Seule une fillette est totalement indifférente à Babar, une autre est intéressée par sa présence
mais ne l’utilise pas encore, quatre enfants savent le faire fonctionner et sont très intéressés.
Les enfants se sont très vite adaptés à Babar. C’est un outil ludique et peu fragile.
C’est avec les enfants que nous encodons les supports de travail, certains enfants prêtent leur
voix pour l’enregistrement, c’est à cet instant une aide à travailler l’articulation, la hauteur de
la voix, l’écoute.
Depuis peu de temps, Baptiste qui dit quelques mots a pu enregistrer sa voix et la réécouter. Il
était très heureux, le retour vocal lui a permis de se réécouter plusieurs fois.
Nous utilisons Babar en situation d’apprentissage
-
lors de l’atelier langage
-
connaissance du schéma corporel
-
découverte du monde
-
parfois en atelier pré-scolaire
Babar est également utilisé de manière moins formelle, dans des situations de vie
quotidienne :
-
la lecture du menu
-
le trombinoscope
-
le tableau de communication
-
la fiche d’hygiène corporelle
Actuellement, nous avons utilisé Babar surtout pour encoder des mots séparés ou des phrases
complètes. J’ai préparé des supports pouvant formaliser une phrase. Par exemple :
Je vais
avec Paul
avec trois codes barres.
L’enfant pourra choisir le support qui correspondra à son désir ou à son besoin ou simplement
à son emploi du temps.
L’atelier langage consiste à enrichir le vocabulaire de l’enfant, à lui faire produire des sons, à
corriger son articulation. Nous encodons pour cet atelier des lotos, l’imagier, des photos ayant
attrait à leur quotidien.
Babar permet la connaissance du schéma corporel : Babar est un outil supplémentaire à ce
travail après l’expression corporelle, il nous sert à vérifier les connaissances, à apprendre
d’autres mots concernant les différentes parties du corps. Nous avons reproduit la silhouette,
grandeur nature, d’un enfant sur un grand panneau et avons encodé les différentes parties du
corps. Chaque semaine, nous enrichissons notre panneau qui reste à la disposition des enfants
et qui peuvent le faire parler quand ils le veulent. Nous avons également encodé un petit
personnage que nous utilisons simultanément.

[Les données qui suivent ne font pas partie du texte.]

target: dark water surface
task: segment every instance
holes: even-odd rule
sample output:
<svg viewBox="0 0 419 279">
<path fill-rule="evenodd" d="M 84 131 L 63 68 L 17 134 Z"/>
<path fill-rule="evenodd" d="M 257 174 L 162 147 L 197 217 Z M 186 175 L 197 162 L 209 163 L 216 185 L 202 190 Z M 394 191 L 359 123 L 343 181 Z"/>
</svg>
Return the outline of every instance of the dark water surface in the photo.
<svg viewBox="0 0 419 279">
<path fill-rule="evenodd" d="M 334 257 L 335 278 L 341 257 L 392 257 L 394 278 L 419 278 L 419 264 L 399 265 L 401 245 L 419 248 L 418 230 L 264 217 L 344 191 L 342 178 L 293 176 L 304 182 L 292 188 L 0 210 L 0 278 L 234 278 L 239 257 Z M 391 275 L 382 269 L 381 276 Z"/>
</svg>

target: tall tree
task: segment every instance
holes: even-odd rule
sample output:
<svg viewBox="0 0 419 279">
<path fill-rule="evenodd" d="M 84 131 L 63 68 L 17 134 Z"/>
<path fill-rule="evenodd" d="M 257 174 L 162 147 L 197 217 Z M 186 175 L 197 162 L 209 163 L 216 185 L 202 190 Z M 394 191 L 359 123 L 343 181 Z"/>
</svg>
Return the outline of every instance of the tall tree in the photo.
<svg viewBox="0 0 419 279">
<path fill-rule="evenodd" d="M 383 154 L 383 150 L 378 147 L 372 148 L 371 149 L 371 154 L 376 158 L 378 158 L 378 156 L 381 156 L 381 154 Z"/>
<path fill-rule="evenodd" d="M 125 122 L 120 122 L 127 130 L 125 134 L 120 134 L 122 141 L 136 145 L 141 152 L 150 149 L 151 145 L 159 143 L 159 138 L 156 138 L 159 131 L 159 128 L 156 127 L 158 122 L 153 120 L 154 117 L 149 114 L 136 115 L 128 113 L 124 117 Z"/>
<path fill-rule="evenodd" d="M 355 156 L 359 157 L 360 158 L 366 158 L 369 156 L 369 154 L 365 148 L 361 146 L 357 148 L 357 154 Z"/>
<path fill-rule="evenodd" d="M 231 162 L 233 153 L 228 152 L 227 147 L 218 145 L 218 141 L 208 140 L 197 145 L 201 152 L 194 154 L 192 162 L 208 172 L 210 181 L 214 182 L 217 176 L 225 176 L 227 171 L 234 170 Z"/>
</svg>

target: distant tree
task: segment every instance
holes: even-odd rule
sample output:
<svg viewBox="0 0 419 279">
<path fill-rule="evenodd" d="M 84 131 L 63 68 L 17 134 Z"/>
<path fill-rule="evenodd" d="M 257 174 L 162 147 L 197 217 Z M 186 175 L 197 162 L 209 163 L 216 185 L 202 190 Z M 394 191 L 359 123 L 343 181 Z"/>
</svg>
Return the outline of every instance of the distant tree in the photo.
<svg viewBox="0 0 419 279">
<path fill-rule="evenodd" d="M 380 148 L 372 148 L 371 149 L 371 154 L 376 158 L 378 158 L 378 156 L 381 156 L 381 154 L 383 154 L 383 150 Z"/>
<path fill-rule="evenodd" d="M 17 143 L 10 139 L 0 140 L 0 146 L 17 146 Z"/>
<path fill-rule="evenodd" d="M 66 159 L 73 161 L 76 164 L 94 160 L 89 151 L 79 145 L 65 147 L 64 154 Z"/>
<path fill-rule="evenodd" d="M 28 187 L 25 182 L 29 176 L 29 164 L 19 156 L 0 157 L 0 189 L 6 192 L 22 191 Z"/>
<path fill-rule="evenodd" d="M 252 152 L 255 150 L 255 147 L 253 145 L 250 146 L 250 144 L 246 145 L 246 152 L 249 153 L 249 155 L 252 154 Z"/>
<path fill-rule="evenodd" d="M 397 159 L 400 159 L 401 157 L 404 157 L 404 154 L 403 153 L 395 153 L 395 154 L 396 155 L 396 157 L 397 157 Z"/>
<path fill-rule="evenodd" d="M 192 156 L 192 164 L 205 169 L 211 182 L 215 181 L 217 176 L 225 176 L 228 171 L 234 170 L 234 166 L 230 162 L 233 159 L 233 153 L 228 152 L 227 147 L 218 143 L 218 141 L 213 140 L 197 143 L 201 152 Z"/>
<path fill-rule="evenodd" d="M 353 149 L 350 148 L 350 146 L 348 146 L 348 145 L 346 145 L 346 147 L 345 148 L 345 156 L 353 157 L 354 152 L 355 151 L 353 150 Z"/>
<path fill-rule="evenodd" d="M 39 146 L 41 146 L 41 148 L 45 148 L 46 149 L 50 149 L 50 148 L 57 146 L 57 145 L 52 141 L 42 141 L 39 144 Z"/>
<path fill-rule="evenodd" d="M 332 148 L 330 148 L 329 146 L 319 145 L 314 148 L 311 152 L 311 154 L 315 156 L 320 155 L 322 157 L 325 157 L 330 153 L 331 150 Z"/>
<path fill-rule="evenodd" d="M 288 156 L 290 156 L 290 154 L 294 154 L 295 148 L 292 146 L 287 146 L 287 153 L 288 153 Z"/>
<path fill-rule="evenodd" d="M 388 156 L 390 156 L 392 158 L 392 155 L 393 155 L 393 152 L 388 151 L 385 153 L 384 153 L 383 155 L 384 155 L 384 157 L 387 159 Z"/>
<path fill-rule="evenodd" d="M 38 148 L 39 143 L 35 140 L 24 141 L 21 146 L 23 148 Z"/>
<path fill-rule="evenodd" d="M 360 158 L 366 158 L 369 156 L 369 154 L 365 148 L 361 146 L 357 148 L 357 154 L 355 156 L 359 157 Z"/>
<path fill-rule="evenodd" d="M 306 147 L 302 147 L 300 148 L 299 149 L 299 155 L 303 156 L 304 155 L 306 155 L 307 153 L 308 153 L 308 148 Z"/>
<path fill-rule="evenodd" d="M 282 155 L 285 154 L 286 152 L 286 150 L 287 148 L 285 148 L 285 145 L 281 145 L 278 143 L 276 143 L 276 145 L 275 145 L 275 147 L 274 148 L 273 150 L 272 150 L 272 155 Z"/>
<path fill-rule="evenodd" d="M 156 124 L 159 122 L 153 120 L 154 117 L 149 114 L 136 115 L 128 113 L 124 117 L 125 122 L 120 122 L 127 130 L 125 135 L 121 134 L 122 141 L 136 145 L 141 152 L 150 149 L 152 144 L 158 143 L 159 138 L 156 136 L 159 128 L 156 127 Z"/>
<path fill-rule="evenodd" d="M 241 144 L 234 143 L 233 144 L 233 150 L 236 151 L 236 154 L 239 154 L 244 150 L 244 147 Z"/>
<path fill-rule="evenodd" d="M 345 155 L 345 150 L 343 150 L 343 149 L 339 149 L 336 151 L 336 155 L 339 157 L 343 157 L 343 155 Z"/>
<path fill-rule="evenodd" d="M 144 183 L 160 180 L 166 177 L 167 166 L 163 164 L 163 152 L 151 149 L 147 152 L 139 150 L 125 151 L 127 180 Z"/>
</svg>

La connaissance du monde. Nous abordons un thème chaque quinzaine afin d’attiser la
curiosité des enfants et de leur proposer une ouverture sur le monde qui les entoure. Nous
utilisons Babar pour encoder les mots importants que nous souhaiterions que les enfants
retiennent.
L’atelier préscolaire. Nous travaillons sur la découverte de l’écrit. Nous avons encodé le
prénom de chaque enfant. Quatre d’entre eux reconnaissent globalement leur prénom, avec
l’aide de Babar le visuel prend du sens quand ils entendent leur prénom en passant l’outil sur
l’écrit. Chacun essaie de dire le prénom de l’autre. Nous encodons régulièrement les prénoms
car ils sont très présents sur le lieu de vie (casier, porte-manteau, cahier, emploi du temps…).
Nous avons également commencé la découverte des voyelles.
Pour ces différents ateliers, il permet une auto-correction, l’enfant passe Babar sur le mot, la
partie du corps, la photo qu’on lui demande de désigner. S’il s’est trompé, il entend lui-même
ce qui est plus ludique et moins sanctionnant.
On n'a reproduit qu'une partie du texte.